The former oil tycoon describes himself as a political prisoner. Certainly the way he has been treated – in contrast to his fellow oligarchs who have scrupulously avoided playing politics – suggests that he is right. In Russia, politics is about a struggle for power, and Mr Putin holds sway. He is ruthless, even vindictive. The danger for Mr Putin is that he could turn the unpopular oligarch into a political martyr.
In his interview with the Financial Times, Mr Khodorkovsky suggests that the absence of any independent rule of law in Russia is the critical failure of the Putin regime. In the short term, of course, it is Mr Putin’s success: that is why Mr Khodorkovsky is behind bars. But in the long term the ex-tycoon is right: no prosperous market economy or fair society can flourish without the rule of law. That is a lesson foreign investors must heed.

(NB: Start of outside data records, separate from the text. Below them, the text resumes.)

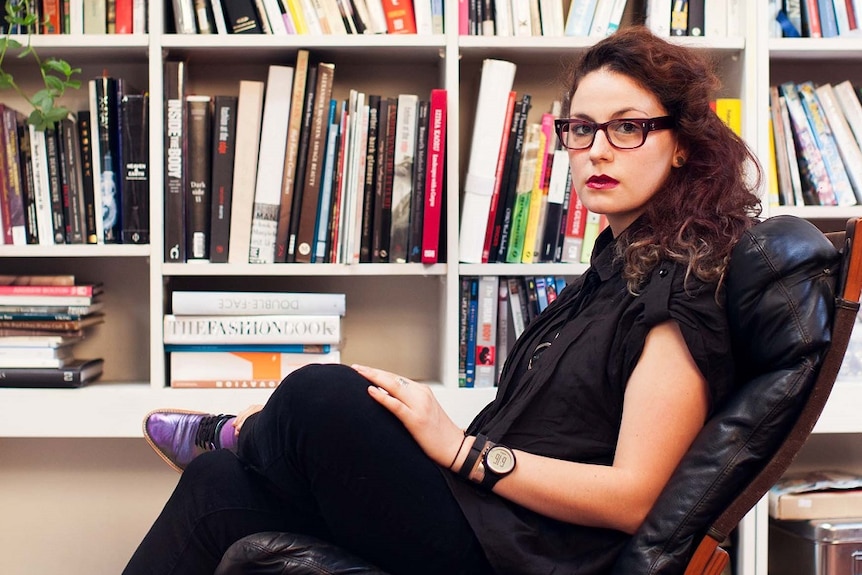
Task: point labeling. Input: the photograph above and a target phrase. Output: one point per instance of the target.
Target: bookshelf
(401, 317)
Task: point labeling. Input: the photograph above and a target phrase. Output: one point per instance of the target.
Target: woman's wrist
(458, 453)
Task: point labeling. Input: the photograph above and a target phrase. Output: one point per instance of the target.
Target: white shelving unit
(401, 317)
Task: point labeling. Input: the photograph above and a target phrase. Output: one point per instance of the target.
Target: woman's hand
(243, 415)
(420, 412)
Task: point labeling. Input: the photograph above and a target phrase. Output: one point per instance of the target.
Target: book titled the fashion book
(239, 369)
(309, 329)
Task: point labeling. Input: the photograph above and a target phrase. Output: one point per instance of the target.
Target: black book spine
(241, 16)
(134, 120)
(221, 179)
(506, 208)
(368, 210)
(58, 211)
(198, 182)
(71, 171)
(301, 162)
(107, 122)
(386, 171)
(87, 182)
(25, 160)
(175, 158)
(420, 165)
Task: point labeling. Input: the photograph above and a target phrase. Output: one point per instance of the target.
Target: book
(76, 374)
(105, 92)
(248, 120)
(402, 180)
(434, 184)
(87, 290)
(825, 141)
(212, 329)
(811, 164)
(86, 154)
(134, 112)
(308, 110)
(580, 17)
(291, 150)
(486, 332)
(314, 163)
(241, 17)
(848, 147)
(175, 158)
(496, 82)
(504, 157)
(222, 156)
(58, 325)
(325, 204)
(239, 369)
(400, 17)
(198, 191)
(420, 168)
(72, 177)
(817, 494)
(509, 189)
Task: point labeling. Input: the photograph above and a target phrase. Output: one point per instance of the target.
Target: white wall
(77, 506)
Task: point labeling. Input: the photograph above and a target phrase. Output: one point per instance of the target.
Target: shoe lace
(207, 434)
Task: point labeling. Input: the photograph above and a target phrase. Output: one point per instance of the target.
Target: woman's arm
(665, 406)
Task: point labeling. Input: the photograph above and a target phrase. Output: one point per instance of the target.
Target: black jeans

Will Dmitry Medvedev, Mr Putin’s chosen successor as president, dare to allow an independent judiciary to flourish in a country that has never known one? He faces enormous vested interests if he tries. In the end, Mr Khodorkovsky says he is still an optimist about Russia. Let us hope he is right.
1 comment:
"The danger for Mr Putin is that he could turn the unpopular oligarch into a political martyr."
Thanks for posting this story LR, this quote is the single funniest thing I've read in a really long time. When the FT writes this way, I assume they're talking about him being a "political martyr" for the Russian people, because in Western eyes he's been one for a very long time indeed. If you think that Khodorkovsky will ever be a "martyr" for the average Russian, you know far less about the country than I thought you did...and that would be impressive!